You are almost there. You literally have to notice that there is no non-trivial group homomorphism $\mathbb{Z}_2\to\mathbb{Z}$ because $\mathbb{Z}$ has no non-trivial finite subgroups.

For 5., I am very stuck and do not know how to solve it, to be honest.

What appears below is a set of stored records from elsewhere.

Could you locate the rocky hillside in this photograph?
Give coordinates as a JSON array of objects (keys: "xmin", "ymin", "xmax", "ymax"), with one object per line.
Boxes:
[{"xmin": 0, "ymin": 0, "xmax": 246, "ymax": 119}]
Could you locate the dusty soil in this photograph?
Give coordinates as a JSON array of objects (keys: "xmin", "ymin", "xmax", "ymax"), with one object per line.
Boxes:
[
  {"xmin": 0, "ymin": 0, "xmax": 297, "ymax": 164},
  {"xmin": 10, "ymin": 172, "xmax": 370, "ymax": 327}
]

This is similar to the idea for the universal covering. First you take a covering $p_k:S^1\to S^1$ with $k$ leafs, i.e. $p_k(z)=z^k$ in terms of complex numbers. Then you attach copy of $X_2\vee X_3$ at every $k$-th root of unity in $S^1$. It is tempting to do the attaching in a smart way, i.e. by copying $X_2\vee X_3$ and rotating $k$ time. With such construction simple rotation becomes the covering map we are looking for. However the devil is in the details: for big enough $k$ copies of $X_2\vee X_3$ will intersect each other. And we don't want that. Therefore we need to do an abstract glueing at each $k$-th root of unity, and then consider a "projection" as the covering map. Here we project only copies of $X_2\vee X_3$ onto $X_2\vee X_3$, the base $S^1\to S^1$ stays as rotation $z\mapsto z^k$. The drawing for $k=4$:

As for the subgroup this requires some tedious calculations which follow from general properties of coverings. Both spaces have $\mathbb{Z}$ as the fundamental group and it can be shown that the induced morphism $(p_k)_*$ maps $[x]$ to $k[x]$. And so the subgroup we are looking for is $k\mathbb{Z}\subseteq\mathbb{Z}$. I'm not going to go into details on this one, feel free to ask a separate question.